THE CITY OF TORONTO.
Lake Ontario, out of which the river St. Lawrence flows, is nearly two hundred miles long, and in some places seventy miles wide. It has generally low shores and but few islands, and the name given it by Champlain was Lake St. Louis, after the King of France. The original Indian name, however, has since been retained, Ontario meaning "how beautiful is the rock standing in the water." Three well-known Canadian cities are upon its shores—Hamilton at the western end, Toronto on the northern coast, and Kingston near the eastern end. Hamilton is a busy, industrial and commercial city of fifty thousand people, having a good harbor. The great port, however, is Toronto, with over two hundred thousand inhabitants, the capital of the Province of Ontario, and the headquarters of the Scottish and Irish Protestants, who settled and rule Upper Canada, the richest and most populous province of the Dominion. Toronto means "the place of meeting," and the word was first heard in the seventeenth century as applied to the country of the Hurons, between Lakes Huron and Simcoe, the name being afterwards given to the Indian portage route, starting from Lake Ontario, in the present city limits, over to that country. Here, in 1749, the French established a small trading-post, Fort Rouille, but there was no settlement to speak of for a century or more. The United Empire Loyalists, under General Simcoe, founded the present city in 1793 under the name of York, and it was made the capital of Upper Canada, of which Simcoe was Governor. The location was an admirable one. The portage led up a romantic little stream, now called Humber River, while out in front was an excellent harbor, protected by a long, low, forest-clad island, making a perfect land-locked basin, sheltered from the storms of the lake. The nucleus of a town was thus started on a tract of marshy land, adjoining the Humber, familiarly known for nearly a half century as "Muddy Little York," which characteristic a part of the city still retains, as the pedestrian in falling weather can testify.

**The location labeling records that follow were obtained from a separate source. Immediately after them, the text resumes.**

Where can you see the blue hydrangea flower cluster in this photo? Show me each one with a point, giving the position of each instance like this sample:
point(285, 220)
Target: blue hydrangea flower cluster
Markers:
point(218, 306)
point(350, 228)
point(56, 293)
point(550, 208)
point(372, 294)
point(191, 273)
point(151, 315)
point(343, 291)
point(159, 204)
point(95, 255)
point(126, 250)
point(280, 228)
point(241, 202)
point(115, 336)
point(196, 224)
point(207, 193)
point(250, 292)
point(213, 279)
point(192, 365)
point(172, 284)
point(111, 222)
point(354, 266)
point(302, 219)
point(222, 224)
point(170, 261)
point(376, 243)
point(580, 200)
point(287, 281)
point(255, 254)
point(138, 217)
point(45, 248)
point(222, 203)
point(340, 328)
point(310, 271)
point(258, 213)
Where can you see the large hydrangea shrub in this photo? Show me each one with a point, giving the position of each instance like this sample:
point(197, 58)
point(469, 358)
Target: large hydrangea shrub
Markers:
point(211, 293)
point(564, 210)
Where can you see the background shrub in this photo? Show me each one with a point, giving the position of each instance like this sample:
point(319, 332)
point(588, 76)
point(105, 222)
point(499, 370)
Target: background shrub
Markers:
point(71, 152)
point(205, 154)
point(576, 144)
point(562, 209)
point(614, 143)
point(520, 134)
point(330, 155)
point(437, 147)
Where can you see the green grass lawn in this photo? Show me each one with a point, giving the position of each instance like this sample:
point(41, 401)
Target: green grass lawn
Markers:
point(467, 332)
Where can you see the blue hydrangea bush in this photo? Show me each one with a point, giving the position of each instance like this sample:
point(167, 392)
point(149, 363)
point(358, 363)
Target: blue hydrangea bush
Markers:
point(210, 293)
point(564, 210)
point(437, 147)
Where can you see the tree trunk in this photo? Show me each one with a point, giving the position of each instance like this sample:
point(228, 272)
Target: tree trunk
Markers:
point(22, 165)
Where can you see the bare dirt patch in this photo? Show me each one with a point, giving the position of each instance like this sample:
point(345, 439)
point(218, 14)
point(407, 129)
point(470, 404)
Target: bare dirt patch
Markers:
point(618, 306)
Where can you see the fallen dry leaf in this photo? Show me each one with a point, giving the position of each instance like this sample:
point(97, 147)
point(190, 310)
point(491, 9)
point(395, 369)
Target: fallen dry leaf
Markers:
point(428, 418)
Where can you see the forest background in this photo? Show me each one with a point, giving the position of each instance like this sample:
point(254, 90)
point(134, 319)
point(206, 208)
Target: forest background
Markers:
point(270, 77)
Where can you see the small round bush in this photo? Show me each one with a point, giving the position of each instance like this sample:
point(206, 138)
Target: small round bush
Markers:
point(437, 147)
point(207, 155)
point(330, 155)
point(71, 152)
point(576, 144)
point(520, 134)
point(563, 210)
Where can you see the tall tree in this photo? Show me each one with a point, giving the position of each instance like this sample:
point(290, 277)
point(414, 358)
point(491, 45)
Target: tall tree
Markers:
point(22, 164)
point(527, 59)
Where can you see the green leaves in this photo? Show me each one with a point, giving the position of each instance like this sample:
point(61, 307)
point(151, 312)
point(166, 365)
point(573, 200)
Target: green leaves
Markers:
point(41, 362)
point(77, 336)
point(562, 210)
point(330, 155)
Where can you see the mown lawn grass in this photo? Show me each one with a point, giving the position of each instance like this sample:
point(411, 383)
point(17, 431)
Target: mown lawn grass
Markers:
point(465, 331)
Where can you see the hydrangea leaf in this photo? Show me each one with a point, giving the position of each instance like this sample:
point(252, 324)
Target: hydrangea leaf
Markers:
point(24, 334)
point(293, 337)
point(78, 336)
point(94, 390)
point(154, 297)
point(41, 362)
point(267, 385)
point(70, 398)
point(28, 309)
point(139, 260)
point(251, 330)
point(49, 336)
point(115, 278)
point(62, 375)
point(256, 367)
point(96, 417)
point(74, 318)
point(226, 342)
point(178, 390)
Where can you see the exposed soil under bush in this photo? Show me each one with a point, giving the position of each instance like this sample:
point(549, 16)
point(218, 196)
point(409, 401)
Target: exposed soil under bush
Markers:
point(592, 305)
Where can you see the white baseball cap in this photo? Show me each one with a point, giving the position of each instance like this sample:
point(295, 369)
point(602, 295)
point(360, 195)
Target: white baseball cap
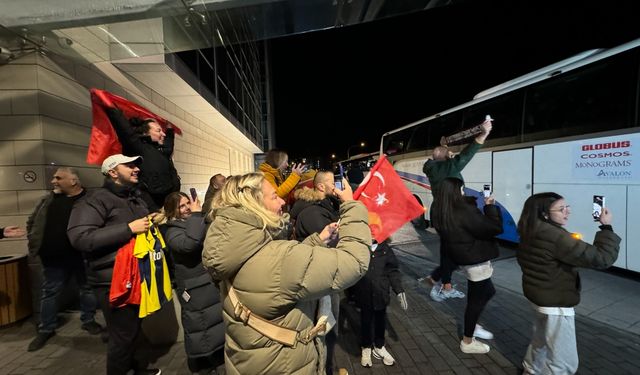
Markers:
point(114, 160)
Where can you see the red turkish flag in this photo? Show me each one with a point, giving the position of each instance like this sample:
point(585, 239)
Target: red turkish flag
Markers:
point(389, 202)
point(104, 140)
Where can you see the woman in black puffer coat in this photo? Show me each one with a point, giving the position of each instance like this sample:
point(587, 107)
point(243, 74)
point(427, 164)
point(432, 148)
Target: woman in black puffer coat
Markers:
point(199, 297)
point(469, 238)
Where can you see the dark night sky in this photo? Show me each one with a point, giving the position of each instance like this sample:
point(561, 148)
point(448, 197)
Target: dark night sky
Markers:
point(352, 84)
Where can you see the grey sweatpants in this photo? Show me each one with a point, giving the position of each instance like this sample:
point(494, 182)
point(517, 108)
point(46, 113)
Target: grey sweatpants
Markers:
point(553, 347)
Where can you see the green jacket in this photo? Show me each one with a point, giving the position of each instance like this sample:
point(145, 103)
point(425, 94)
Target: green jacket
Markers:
point(549, 263)
point(438, 170)
point(282, 281)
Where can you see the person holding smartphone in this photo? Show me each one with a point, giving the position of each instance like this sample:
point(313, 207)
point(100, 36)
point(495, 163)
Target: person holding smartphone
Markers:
point(549, 257)
point(201, 308)
point(443, 165)
point(276, 162)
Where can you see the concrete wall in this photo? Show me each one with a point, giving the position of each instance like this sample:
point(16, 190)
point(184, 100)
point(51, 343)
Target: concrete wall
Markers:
point(45, 122)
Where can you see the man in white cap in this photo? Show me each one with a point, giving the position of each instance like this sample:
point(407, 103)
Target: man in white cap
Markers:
point(100, 224)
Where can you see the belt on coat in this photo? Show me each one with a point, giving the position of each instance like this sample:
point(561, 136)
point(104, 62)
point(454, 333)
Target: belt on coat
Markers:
point(283, 335)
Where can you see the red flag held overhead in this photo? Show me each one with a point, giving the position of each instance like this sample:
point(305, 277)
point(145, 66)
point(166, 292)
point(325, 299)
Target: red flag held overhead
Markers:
point(389, 202)
point(104, 140)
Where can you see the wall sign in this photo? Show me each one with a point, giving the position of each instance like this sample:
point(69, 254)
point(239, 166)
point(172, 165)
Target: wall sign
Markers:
point(30, 176)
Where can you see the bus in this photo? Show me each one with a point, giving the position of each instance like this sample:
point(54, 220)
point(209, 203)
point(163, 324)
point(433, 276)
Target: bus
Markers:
point(571, 127)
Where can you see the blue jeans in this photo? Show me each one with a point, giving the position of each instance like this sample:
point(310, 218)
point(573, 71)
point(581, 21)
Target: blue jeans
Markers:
point(55, 279)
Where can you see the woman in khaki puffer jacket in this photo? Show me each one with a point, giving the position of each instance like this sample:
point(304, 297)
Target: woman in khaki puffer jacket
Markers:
point(278, 280)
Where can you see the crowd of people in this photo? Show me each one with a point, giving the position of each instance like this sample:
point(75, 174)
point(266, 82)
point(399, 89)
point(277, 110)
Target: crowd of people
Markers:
point(260, 279)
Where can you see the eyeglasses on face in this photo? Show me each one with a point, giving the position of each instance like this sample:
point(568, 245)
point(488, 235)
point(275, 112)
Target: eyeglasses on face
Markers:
point(562, 209)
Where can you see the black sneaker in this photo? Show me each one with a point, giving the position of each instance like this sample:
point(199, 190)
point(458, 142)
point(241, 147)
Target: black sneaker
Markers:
point(149, 371)
point(40, 341)
point(92, 327)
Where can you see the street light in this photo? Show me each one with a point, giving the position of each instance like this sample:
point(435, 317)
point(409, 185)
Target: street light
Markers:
point(350, 147)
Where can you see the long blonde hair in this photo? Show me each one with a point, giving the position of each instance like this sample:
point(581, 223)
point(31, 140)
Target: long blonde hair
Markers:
point(245, 191)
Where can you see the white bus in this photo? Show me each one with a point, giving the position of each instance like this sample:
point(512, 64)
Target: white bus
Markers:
point(571, 128)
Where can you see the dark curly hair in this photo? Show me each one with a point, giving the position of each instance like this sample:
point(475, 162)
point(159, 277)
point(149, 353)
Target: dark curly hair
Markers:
point(141, 126)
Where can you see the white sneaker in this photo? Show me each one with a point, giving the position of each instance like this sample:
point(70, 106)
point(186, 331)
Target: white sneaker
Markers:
point(383, 354)
point(365, 360)
point(436, 293)
point(476, 347)
point(482, 333)
point(452, 293)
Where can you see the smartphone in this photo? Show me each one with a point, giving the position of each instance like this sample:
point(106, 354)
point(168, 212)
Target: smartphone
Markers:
point(194, 194)
point(486, 190)
point(598, 205)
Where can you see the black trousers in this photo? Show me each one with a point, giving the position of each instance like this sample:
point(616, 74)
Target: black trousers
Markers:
point(330, 340)
point(478, 295)
point(123, 326)
point(375, 320)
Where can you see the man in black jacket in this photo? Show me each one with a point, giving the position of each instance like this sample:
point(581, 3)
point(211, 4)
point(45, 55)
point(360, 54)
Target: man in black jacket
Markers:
point(47, 233)
point(313, 210)
point(100, 224)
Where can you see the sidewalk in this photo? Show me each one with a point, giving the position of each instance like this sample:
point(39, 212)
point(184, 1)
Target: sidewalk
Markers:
point(424, 339)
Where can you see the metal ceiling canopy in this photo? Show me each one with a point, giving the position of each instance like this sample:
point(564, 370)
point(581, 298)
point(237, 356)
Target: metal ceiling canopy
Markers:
point(114, 30)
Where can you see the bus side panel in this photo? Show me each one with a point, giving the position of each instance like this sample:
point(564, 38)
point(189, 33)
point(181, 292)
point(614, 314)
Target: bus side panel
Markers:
point(578, 170)
point(478, 171)
point(633, 227)
point(580, 198)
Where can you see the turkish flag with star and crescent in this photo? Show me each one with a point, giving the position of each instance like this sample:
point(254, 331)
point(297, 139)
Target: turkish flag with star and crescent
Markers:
point(389, 202)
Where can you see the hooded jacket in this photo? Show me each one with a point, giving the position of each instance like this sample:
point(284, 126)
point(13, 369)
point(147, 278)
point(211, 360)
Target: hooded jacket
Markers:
point(313, 211)
point(99, 226)
point(199, 297)
point(438, 170)
point(472, 239)
point(550, 259)
point(280, 281)
point(276, 179)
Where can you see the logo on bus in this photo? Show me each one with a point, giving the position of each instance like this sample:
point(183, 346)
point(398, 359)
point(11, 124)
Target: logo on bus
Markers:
point(606, 146)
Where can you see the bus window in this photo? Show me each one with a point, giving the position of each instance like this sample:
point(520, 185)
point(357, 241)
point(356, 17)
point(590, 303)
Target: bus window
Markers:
point(397, 142)
point(506, 110)
point(440, 127)
point(595, 98)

Yet the site is a pleasing one—two little rivers, the Humber and the Don, flowing down to the lake through deep and picturesque ravines, having the city between and along them, while there is a gradual slope upward to an elevation of two hundred feet and over at some distance inland, an ancient terrace, which was the bank of the lake.
The town did not grow much at first, and during the War of 1812 it was twice captured by the Americans, but they could not hold it long. As the back country was settled and lake navigation afterwards developed, however, the harbor became of importance and the city grew, being finally incorporated as Toronto. Then it got a great impetus and became known as the "Queen City," its geographical advantages as a centre of railway as well as water routes attracting a large immigration, so that it has grown to be the second city in Canada, and its people hope it may outstrip Montreal and become the first. It has achieved a high rank commercially, and in religion and education, so that there are substantial grounds for the claim, often made, that it is the "Boston of Canada." It contains a church for about every thousand inhabitants, Sunday is observed with great strictness, and it has in the University of Toronto the chief educational foundation in the Dominion, and in the Toronto Globe the leading organ of Canadian Liberalism. The city spreads for eight miles along the lake shore; the streets are laid out at right angles, and there are many fine buildings. Yonge Street, dividing the city, stretches northward from the harbor forty miles inland to the shore of Lake Simcoe. There are attractive residential streets, with many ornate dwellings in tasteful gardens. St. James' Cathedral, near Yonge Street, is a fine Early English structure, with a noble clock and a grand spire rising three hundred and sixteen feet. There is a new City Hall, an enormous Romanesque building with an impressive tower, and Osgoode Hall, the seat of the Ontario Superior Courts, in Italian Renaissance, its name being given from the first Chief Justice of Upper Canada. In Queen's Park are the massive Grecian buildings of the Provincial Parliament, finished in 1892 at a cost of $1,500,000. This Park contains a bronze statue of George Brown, long a leading Canadian statesman, and a monument erected in memory of the men who fell in repelling the Fenian invasion of 1866.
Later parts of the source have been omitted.